To further limit the risks of the trade, an investor could use a bull call spread. This strategy consists of buying one call option and selling another at a higher strike price to help pay for the cost of buying the first call. The spread strategy always reduces the risk of an options trade.
This strategy is designed to profit from a gain in the underlying stock’s price but has the benefit of avoiding the large up-front capital outlay and downside risk of outright stock ownership. The potential risks and rewards of this strategy are summarized in the chart below.
Source: The Options Industry Council
Both the potential profit and loss for the bull call spread are limited. The maximum loss is equal to the net premium paid when the trade is opened. The maximum profit is limited to the difference between the strike prices, less the debit paid to put on the position.
This strategy could be especially appealing with high priced stocks where the share price and options premiums are often a significant commitment of capital for smaller investors.
A Specific Trade for BOX
Every day, we scan the markets looking for trades with low risk and high potential rewards.
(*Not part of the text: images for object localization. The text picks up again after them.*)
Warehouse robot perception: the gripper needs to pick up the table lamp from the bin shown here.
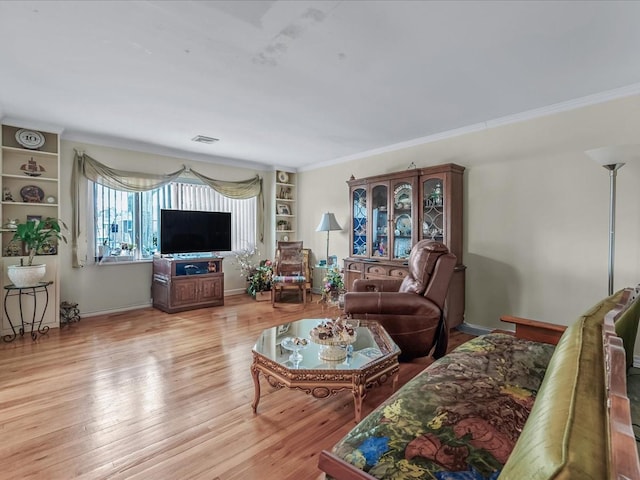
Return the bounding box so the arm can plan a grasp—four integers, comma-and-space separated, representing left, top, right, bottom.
316, 212, 342, 266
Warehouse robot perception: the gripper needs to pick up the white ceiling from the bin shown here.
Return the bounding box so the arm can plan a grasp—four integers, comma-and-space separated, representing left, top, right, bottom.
0, 0, 640, 169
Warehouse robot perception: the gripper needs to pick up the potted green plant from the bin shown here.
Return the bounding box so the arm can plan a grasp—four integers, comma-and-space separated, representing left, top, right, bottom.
247, 260, 273, 300
7, 218, 67, 287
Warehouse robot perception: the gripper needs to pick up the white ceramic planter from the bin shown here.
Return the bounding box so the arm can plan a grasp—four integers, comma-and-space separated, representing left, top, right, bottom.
7, 263, 47, 288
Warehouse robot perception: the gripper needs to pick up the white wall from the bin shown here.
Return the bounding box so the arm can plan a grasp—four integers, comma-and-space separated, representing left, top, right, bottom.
299, 96, 640, 327
60, 140, 272, 316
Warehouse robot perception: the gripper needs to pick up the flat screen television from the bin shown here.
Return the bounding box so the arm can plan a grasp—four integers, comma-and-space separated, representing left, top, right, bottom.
160, 210, 231, 254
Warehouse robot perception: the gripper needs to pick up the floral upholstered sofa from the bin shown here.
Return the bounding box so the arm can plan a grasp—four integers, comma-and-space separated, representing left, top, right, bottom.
319, 289, 640, 480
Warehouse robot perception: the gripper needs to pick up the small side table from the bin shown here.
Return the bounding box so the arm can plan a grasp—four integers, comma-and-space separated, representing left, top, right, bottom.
2, 281, 53, 342
60, 302, 80, 328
These trades are available almost every day and we share them with you as we find them. Now, it’s important to remember these are trading opportunities in volatile stocks.
When we find a potential opportunity, we evaluate it with real market data. But because the trades are volatile, the opportunities may differ by the time you read this. To help you evaluate the current opportunity, we show our math and explain the strategy.
For BOX, the October 18 options allow a trader to gain exposure to the stock.
An October 18 $14 call option can be bought for about $1.16 and the October 18 $16 call could be sold for about $0.30. This trade would cost $0.86 to open, or $86 since each contract covers 100 shares of stock.
The amount paid to enter the trade is the largest possible loss on the trade. This is generally true whenever a trader is creating a debit to enter an options trade. “Creating a debit” means there is a cost to enter the trade. You could create a debit by simply buying puts or calls to open a directional trade.
In this trade, the maximum loss would be equal to the amount spent to open the trade, or $86.
The maximum gain on the trade is equal to the difference in exercise prices less the amount of the premium paid to open the trade.
For this trade in BOX the maximum gain is $1.14 ($16 – $14= $2; $2 – $0.86 = $1.14). This represents $114 per contract since each contract covers 100 shares.
Most brokers will require minimum trading capital equal to the risk on the trade, or $86 to open this trade.
That is a potential gain of about 132% based on the amount risked in the trade. The trade could be closed early if the maximum gain is realized before the options expire.